-
این جهان محدود آن خود بی حد است ** نقش و صورت پیش ٱن معنی سد است
- Bu âlemin hududu vardır, o âlem ise esasen hadsizdir. Nakış ve suret, o manaya settir, mâniadır.
-
صد هزاران نیزهی فرعون را ** در شکست از موسیی با یک عصا
- Firavunun yüz binlerce mızrağını tek bir Musa’nın bir tanecik asâsıyla kırdı.
-
صد هزاران طب جالینوس بود ** پیش عیسی و دمش افسوس بود
- Yüz binlerce Câlînus’un yüz binlerce hekimlik hünerleri vardı; İsa’nın ve nefesinin yanında bâtıl oldu.
-
صد هزاران دفتر اشعار بود ** پیش حرف امیی آن عار بود
- Yüz binlerce şiir defterleri vardı, bir tek Ümmi’nin kitabına karşı ayıp ve âr haline geldi.
-
با چنین غالب خداوندی کسی ** چون نمیرد گر نباشد او خسی 530
- Aşağılık olmayan kişi böyle galip Tanrı huzurunda niçin ölmesin*
-
بس دل چون کوه را انگیخت او ** مرغ زیرک با دو پا آویخت او
- Çok dağ gibi gönüller kopardı. Kurnaz kuşu, iki ayağından asakoydu.
-
فهم و خاطر تیز کردن نیست راه ** جز شکسته مینگیرد فضل شاه
- Akıl ve zekâda kemale ermekle Tanrı’ya varılmaz.
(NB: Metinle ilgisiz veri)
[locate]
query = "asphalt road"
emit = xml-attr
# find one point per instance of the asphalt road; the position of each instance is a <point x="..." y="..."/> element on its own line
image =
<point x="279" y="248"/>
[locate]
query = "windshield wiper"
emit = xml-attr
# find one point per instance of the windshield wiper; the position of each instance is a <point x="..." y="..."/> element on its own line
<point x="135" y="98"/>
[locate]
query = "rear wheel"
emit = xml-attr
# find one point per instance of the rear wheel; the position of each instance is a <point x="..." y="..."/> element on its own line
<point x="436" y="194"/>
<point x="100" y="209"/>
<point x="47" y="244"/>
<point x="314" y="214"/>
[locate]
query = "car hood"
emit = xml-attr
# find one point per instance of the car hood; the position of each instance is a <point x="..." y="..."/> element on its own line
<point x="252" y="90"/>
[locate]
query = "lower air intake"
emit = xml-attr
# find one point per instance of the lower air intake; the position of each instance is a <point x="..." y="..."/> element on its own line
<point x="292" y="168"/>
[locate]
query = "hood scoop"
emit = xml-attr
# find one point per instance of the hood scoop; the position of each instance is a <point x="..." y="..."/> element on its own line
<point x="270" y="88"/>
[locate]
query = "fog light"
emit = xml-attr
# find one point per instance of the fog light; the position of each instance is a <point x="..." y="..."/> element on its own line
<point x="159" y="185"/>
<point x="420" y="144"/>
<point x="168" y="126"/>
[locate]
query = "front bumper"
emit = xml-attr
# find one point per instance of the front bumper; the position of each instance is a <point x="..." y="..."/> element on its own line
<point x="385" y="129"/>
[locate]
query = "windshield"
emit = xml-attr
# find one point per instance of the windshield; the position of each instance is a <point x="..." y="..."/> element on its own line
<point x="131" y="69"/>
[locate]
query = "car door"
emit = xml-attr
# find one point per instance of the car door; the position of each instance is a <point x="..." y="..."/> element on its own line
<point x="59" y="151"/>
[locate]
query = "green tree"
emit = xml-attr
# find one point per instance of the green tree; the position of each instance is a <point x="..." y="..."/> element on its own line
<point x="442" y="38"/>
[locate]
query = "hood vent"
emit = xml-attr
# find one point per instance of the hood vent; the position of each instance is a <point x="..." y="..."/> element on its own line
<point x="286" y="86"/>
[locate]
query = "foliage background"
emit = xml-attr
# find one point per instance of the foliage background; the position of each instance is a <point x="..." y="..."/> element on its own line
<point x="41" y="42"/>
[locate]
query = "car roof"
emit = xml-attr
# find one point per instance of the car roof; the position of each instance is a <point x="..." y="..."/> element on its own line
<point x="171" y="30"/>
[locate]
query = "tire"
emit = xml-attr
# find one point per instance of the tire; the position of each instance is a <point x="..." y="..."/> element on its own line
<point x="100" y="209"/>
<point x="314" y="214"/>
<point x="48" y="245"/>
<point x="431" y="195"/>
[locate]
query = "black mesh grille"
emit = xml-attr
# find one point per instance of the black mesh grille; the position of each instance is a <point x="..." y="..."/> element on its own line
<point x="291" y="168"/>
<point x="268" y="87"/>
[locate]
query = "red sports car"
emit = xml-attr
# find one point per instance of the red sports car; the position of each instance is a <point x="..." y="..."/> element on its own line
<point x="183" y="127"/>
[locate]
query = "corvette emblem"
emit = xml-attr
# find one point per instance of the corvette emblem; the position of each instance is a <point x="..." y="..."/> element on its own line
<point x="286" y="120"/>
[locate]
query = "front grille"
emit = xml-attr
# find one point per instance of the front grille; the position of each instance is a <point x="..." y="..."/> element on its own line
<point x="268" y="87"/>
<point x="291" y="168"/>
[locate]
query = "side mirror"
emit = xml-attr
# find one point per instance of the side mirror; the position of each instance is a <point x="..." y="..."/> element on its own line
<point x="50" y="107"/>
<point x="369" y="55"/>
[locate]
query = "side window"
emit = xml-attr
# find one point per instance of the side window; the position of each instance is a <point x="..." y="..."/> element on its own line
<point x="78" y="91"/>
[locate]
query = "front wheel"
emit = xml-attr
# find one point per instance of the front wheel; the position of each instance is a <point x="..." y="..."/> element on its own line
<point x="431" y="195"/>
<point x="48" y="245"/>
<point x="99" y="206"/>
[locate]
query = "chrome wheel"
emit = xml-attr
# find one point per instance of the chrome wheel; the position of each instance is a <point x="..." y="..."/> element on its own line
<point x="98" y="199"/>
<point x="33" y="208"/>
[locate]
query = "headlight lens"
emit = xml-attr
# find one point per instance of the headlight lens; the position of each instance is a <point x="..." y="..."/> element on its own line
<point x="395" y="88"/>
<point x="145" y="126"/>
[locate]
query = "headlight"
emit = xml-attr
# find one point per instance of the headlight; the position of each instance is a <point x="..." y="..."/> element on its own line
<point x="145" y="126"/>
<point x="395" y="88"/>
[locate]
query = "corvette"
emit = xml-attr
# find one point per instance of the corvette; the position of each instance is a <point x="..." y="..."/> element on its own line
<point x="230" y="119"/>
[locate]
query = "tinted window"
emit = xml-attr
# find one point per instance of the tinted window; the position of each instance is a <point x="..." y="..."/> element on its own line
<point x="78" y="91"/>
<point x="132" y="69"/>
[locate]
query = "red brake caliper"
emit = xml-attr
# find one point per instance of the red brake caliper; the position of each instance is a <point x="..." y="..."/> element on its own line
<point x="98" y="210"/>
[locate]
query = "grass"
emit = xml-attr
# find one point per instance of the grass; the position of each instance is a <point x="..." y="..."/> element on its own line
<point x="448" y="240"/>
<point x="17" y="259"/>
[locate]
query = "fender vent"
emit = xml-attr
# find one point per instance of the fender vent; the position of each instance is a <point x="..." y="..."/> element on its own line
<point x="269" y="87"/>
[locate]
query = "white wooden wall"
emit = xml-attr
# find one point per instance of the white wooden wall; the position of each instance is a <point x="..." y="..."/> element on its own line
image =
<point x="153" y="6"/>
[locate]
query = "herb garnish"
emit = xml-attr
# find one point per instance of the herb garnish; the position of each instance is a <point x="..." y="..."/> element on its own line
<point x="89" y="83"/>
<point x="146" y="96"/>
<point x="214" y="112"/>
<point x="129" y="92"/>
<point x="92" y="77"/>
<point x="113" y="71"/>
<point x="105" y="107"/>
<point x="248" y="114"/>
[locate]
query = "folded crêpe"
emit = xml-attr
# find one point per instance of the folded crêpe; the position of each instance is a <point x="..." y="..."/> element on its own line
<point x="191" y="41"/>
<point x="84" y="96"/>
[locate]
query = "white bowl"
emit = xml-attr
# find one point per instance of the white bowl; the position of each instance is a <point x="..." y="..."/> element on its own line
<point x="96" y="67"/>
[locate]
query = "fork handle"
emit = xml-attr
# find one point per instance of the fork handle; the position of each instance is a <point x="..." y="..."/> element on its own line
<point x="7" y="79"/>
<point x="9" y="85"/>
Padişahın fazıl ve ihsanı aczini bilen kişiden başkasını kabul etmez.
-
ای بسا گنج آگنان کنج کاو ** کان خیال اندیش را شد ریش گاو
- Hey gidi hey... Çok köşe, bucak kazıcı ve hazine doldurucular; o kurup duran kişiye, o öküze (vezire) maskara oldular.
-
گاو که بود تا تو ریش او شوی ** خاک چه بود تا حشیش او شوی
- Öküz kimdir ki sen onun maskarası olasın. Toprak nedir ki sen onun otu olasın.
-
چون زنی از کار بد شد روی زرد ** مسخ کرد او را خدا و زهره کرد 535
- Bir kadının kötü işten yüzü sararınca, utanınca Tanrı, onu çarpıp Zühre yıldızı yaptı.